I’ve mentioned my 2011 National Novel Writing Month novel, Dr. Christopher’s Device, a few times. I’m totally excited that it will be released on November 27, 2013, by Ellora’s Cave as The Pleasure Device. In October, one of my short stories (actually a short, short work of flash fiction), “The Demonstration”, was released as part of Go Deeper Press’s Dirty Little Numbers anthology.
What I’ve not told anyone yet is how the two stories are related.
If you haven’t guessed from the publisher’s description of The Pleasure Device, the “device” is an electro-mechanical vibrating machine, or, as we know (and love) it today, a vibrator. Yes, the vibrator was actually a thing in the second half of the nineteenth century, although it was originally used as a non-sexual massager. Its use as a treatment for hysteria in Victorian England began around 1879, when my novel takes place.
When I wrote Dr. Christopher (as I call it and will probably continue to call it, so if you ever meet me, I might call it that; it’s okay, though, as Dr. Julius Christopher is a central character in the book), I wanted the opening scene to depict a demonstration of the electro-mechanical vibrating device. What better way to do this than to show it from the point of view of the subject being demonstrated upon and what she experiences—the frustration of being a study participant, the pleasure experienced from the device. So that’s how the novel originally opened.

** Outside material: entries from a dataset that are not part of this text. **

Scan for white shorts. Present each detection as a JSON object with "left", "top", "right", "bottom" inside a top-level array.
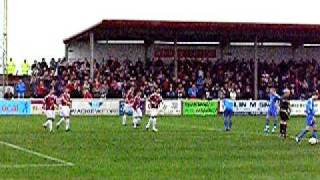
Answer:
[
  {"left": 150, "top": 108, "right": 159, "bottom": 117},
  {"left": 60, "top": 106, "right": 70, "bottom": 117},
  {"left": 46, "top": 110, "right": 56, "bottom": 119},
  {"left": 124, "top": 103, "right": 132, "bottom": 114},
  {"left": 132, "top": 108, "right": 142, "bottom": 117}
]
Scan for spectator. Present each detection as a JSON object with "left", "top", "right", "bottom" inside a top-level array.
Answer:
[
  {"left": 16, "top": 79, "right": 26, "bottom": 98},
  {"left": 188, "top": 84, "right": 198, "bottom": 99},
  {"left": 83, "top": 90, "right": 92, "bottom": 99},
  {"left": 3, "top": 88, "right": 13, "bottom": 100},
  {"left": 36, "top": 81, "right": 48, "bottom": 98}
]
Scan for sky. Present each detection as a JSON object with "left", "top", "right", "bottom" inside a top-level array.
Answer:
[{"left": 0, "top": 0, "right": 320, "bottom": 62}]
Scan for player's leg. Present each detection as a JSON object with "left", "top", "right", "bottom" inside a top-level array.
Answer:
[
  {"left": 65, "top": 116, "right": 70, "bottom": 131},
  {"left": 271, "top": 114, "right": 278, "bottom": 133},
  {"left": 228, "top": 111, "right": 233, "bottom": 131},
  {"left": 264, "top": 111, "right": 270, "bottom": 133},
  {"left": 296, "top": 116, "right": 314, "bottom": 143},
  {"left": 223, "top": 110, "right": 229, "bottom": 131},
  {"left": 56, "top": 116, "right": 65, "bottom": 129},
  {"left": 132, "top": 110, "right": 138, "bottom": 128},
  {"left": 152, "top": 109, "right": 158, "bottom": 132}
]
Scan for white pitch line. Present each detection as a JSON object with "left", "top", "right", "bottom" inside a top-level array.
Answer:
[
  {"left": 0, "top": 164, "right": 70, "bottom": 169},
  {"left": 0, "top": 141, "right": 74, "bottom": 166}
]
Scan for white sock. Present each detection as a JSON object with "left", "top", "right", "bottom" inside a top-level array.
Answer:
[
  {"left": 122, "top": 114, "right": 127, "bottom": 125},
  {"left": 66, "top": 118, "right": 70, "bottom": 130},
  {"left": 57, "top": 117, "right": 65, "bottom": 126}
]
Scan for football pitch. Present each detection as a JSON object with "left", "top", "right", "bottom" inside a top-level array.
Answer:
[{"left": 0, "top": 116, "right": 320, "bottom": 179}]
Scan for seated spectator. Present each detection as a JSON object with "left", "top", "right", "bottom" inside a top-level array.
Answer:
[
  {"left": 3, "top": 88, "right": 13, "bottom": 100},
  {"left": 70, "top": 86, "right": 83, "bottom": 98},
  {"left": 16, "top": 79, "right": 26, "bottom": 98},
  {"left": 36, "top": 81, "right": 48, "bottom": 98}
]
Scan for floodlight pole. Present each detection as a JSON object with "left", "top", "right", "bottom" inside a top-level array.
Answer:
[
  {"left": 2, "top": 0, "right": 8, "bottom": 95},
  {"left": 253, "top": 36, "right": 258, "bottom": 100},
  {"left": 174, "top": 35, "right": 178, "bottom": 79},
  {"left": 89, "top": 32, "right": 94, "bottom": 80}
]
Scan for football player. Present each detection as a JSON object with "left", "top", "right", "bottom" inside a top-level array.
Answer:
[
  {"left": 56, "top": 88, "right": 72, "bottom": 132},
  {"left": 42, "top": 89, "right": 57, "bottom": 132},
  {"left": 146, "top": 89, "right": 162, "bottom": 132}
]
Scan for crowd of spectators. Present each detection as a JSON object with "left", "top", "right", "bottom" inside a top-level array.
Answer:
[{"left": 23, "top": 56, "right": 320, "bottom": 99}]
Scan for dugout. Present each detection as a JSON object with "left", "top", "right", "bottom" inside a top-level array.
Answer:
[{"left": 64, "top": 20, "right": 320, "bottom": 99}]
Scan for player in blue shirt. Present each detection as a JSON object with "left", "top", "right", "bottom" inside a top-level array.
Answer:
[
  {"left": 296, "top": 92, "right": 319, "bottom": 143},
  {"left": 264, "top": 88, "right": 280, "bottom": 133},
  {"left": 223, "top": 92, "right": 236, "bottom": 131}
]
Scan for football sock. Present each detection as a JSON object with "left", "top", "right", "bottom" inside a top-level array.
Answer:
[
  {"left": 297, "top": 129, "right": 308, "bottom": 139},
  {"left": 122, "top": 114, "right": 127, "bottom": 124},
  {"left": 229, "top": 116, "right": 232, "bottom": 129},
  {"left": 48, "top": 120, "right": 53, "bottom": 132},
  {"left": 57, "top": 117, "right": 64, "bottom": 126},
  {"left": 152, "top": 117, "right": 157, "bottom": 129},
  {"left": 146, "top": 117, "right": 152, "bottom": 128},
  {"left": 224, "top": 116, "right": 228, "bottom": 130},
  {"left": 66, "top": 118, "right": 70, "bottom": 130},
  {"left": 312, "top": 130, "right": 318, "bottom": 139}
]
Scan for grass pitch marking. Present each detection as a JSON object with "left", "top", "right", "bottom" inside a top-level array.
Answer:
[{"left": 0, "top": 141, "right": 74, "bottom": 168}]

And then I began editing the manuscript.
One of the “rules” of genre fiction, perhaps particularly romance fiction, is that the opening has to somehow reference or be in the point of view of one of the main characters: hero, heroine, antagonist/villain. The young woman who was the subject of the vibrator experiment in my novel, Grace Danby, is not one of those three. She is a major character, but she’s a secondary or tertiary heroine. So, I had to change the point of view of that scene to the only other main character who was actually in that scene, Dr. Julius Christopher.
The scene works very well from Dr. Christopher’s point of view. Still, Grace’s side of the story needed to be told.
I saved the original version of the scene fully intending one day to create a short story out of it, maybe as an “extra” at the end of the novel should I ever self-publish it. But then, sometime in March, I saw the call for submissions at Go Deeper Press for “erotic stories of less than 500 words…Stories in which characters climax are particularly welcomed…” and I thought, why not?
The end result is that Grace’s side of the story gets to be told in Dirty Little Numbers.